Are there elemental microformats you can reuse as building blocks? Doing this will save you effort and help you get implemented later because implementers will have less work to do.
Once there seems to be some degree of consensus around a particular brainstorm proposal, including a specific schema and list or properties, write that brainstorm proposal into a draft.
Here, you need to write what is essentially a specification, but with the idea that it could change a lot. Again, this needs to go in the wiki, and you should send a note to the microformats-new mailing list to alert people that something new has happened. Continue encouraging feedback from relevant resources both inside and outside the community. Drafts need to include at least the following:
- Statements regarding the fact that you will not patent and are adopting appropriate copyright (preferably PUBLIC DOMAIN) as illustrated by current drafts.

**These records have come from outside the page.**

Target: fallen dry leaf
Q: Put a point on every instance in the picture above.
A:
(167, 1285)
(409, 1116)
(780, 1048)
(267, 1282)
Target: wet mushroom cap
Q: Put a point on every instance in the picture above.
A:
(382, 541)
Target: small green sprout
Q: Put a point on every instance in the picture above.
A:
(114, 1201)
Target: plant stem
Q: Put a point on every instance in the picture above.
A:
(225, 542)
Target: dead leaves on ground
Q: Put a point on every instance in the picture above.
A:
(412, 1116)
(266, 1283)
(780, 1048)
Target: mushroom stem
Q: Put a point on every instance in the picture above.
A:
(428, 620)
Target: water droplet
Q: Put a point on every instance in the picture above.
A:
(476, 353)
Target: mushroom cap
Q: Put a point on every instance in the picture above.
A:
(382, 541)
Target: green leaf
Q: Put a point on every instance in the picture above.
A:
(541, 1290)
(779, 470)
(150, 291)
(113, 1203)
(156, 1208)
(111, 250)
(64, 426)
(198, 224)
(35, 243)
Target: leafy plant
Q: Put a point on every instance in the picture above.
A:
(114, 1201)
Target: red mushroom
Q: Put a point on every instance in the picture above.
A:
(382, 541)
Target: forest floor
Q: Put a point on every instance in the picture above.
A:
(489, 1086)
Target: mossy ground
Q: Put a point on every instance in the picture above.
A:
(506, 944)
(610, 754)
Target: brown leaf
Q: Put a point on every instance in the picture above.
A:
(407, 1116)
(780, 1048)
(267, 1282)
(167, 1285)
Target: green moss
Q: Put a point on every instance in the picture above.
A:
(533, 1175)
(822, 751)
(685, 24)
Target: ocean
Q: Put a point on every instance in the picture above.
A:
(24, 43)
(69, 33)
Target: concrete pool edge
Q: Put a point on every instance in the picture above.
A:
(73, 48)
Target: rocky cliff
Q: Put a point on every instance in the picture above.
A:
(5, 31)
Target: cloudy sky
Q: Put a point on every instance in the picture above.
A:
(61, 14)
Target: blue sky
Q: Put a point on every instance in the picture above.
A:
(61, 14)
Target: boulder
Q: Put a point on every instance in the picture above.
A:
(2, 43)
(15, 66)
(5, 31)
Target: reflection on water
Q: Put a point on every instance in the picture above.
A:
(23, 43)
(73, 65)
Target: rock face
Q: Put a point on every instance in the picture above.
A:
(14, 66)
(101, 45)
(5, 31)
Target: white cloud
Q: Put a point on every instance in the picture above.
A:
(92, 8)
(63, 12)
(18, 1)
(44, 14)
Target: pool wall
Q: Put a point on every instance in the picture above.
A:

- An XMDP stating explicit property and value names. You may want to place this on a separate wiki page and link to it. In that case use the naming convention *-profile, e.g. hCard Profile.
- Examples from current practice that show how the microformat would be used. Keep an eye out for how the microformat is actually improving things. If it's not, that might be an indication that you either need to abandon or change a lot.
- Use of rfc-2119 terms.
- References that back up your design decisions for the microformat. To the extent possible, you do not want to invent things from whole cloth. This should be relatively easy if you have followed the process so far with proper research.
- A list of examples in the wild (an empty section is fine and expected to start with)
- A list of implementations (an empty section is fine and expected to start with)
- An issues section for people to provide feedback.
You will usually need at least one iteration to get past the draft stage.
By the time something becomes a specification, it should be stable so that developers can pick it up and write to it. This in turn implies that there are at least a couple of implementations.
Before moving to the specifications section, drop a note to microformats-new and encourage discussion and major objections. If none are forthcoming, suggest moving the microformat to the specifications area. If there is sufficient explicit positive support from the community to do so, then do so. If not, then leave as draft. The absence of feedback is not approval and should be noted instead as a lack of interest.
What about other types of pages on the wiki, like "patterns" (e.g. include-pattern)?
How do those get created?
The short explanation is this:
The patterns are not formats at all. They do not stand on their own. They are merely documentation of pieces of other formats that are expected to (or are) being reused by other formats.
The real world examples for includes in particular were documented in the context of resume-examples, Resume Formats, and resume-brainstorming (as noted at the very top of the document) "Initially developed as part of resume-brainstorming..." Later, real world examples for reviews were found to need the include pattern as well.
When real world examples for multiple microformats require the solution of the same or a similar problem, then it is worth exploring the creation of a pattern that solves the problem across microformats.